Here’s the thing: the Iowa caucuses were never meant to be dispositive. They were meant to be the first cut that winnows the field to 5 or 6 (or maybe fewer) via the 15% “viability” rule. New Hampshire would take a whack a while later, purging some more, and by the time you hit the South, you’d probably be down to 3 candidates battling like hell.
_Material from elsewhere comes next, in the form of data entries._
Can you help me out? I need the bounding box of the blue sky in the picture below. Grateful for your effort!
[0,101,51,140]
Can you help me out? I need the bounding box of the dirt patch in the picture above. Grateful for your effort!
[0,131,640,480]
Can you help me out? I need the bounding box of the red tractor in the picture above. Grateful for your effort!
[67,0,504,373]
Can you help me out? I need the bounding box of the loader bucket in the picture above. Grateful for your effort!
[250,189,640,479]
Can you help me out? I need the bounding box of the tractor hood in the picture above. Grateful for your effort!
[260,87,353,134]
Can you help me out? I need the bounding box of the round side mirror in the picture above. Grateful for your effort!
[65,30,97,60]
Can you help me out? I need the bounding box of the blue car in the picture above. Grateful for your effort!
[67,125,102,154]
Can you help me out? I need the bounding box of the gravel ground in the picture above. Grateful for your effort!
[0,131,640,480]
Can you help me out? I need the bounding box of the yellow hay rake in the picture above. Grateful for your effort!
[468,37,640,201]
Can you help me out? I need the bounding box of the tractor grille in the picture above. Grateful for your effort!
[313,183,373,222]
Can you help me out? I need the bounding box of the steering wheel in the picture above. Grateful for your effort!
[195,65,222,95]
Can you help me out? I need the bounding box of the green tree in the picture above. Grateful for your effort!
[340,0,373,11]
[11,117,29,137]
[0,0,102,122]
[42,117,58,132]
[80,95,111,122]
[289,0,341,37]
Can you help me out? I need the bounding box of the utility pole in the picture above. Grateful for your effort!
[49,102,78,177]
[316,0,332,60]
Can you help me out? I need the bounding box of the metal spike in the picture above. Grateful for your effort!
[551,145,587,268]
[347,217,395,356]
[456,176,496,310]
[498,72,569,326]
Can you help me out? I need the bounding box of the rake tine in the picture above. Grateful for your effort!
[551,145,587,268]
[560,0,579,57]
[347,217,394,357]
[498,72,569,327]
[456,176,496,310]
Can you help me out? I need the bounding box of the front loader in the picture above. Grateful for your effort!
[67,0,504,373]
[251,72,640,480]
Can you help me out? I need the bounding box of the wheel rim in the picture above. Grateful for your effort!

If you need somebody to blame, blame the Democrats. In 1988, they concocted a system of Iowa in January, New Hampshire in February (during the Olympics no less) and Super Tuesday in March, meant to find a winning candidate who wasn’t too far left and crown him well before the onset of a prolonged death march like the Mondale-Hart fiasco of 1984. What they got was Jesse Jackson, who ended up with 7 million primary votes to the nominee’s 9 million (Mike Dukakis, as if you cared). So they kept compressing the schedule over and over with hopes of simultaneously getting a centrist candidate and not burning through all the money before the general election – and then Clinton got in in 1992, was the incumbent in 1996, and had a designated successor in 2000, so much good it did them.
Anyway, because of the continued compression of the primary season, we now find ourself in a situation where the game could be over in 4 weeks. Iowa and New Hampshire will be done before we even have a football champion, and the Gold Medal Double-Double MegaUltraDeathStar Tuesday voting on February 5 should settle the deal just in time to give us a NINE MONTH GENERAL ELECTION CAMPAIGN.
This is no way to pick a President, folks. And I’ll tell you something else – the only thing worse than having this done by February 5 would be NOT having it done by February 5; if one party is still picking between 3 or more candidates by then, they’re in for a world of pain.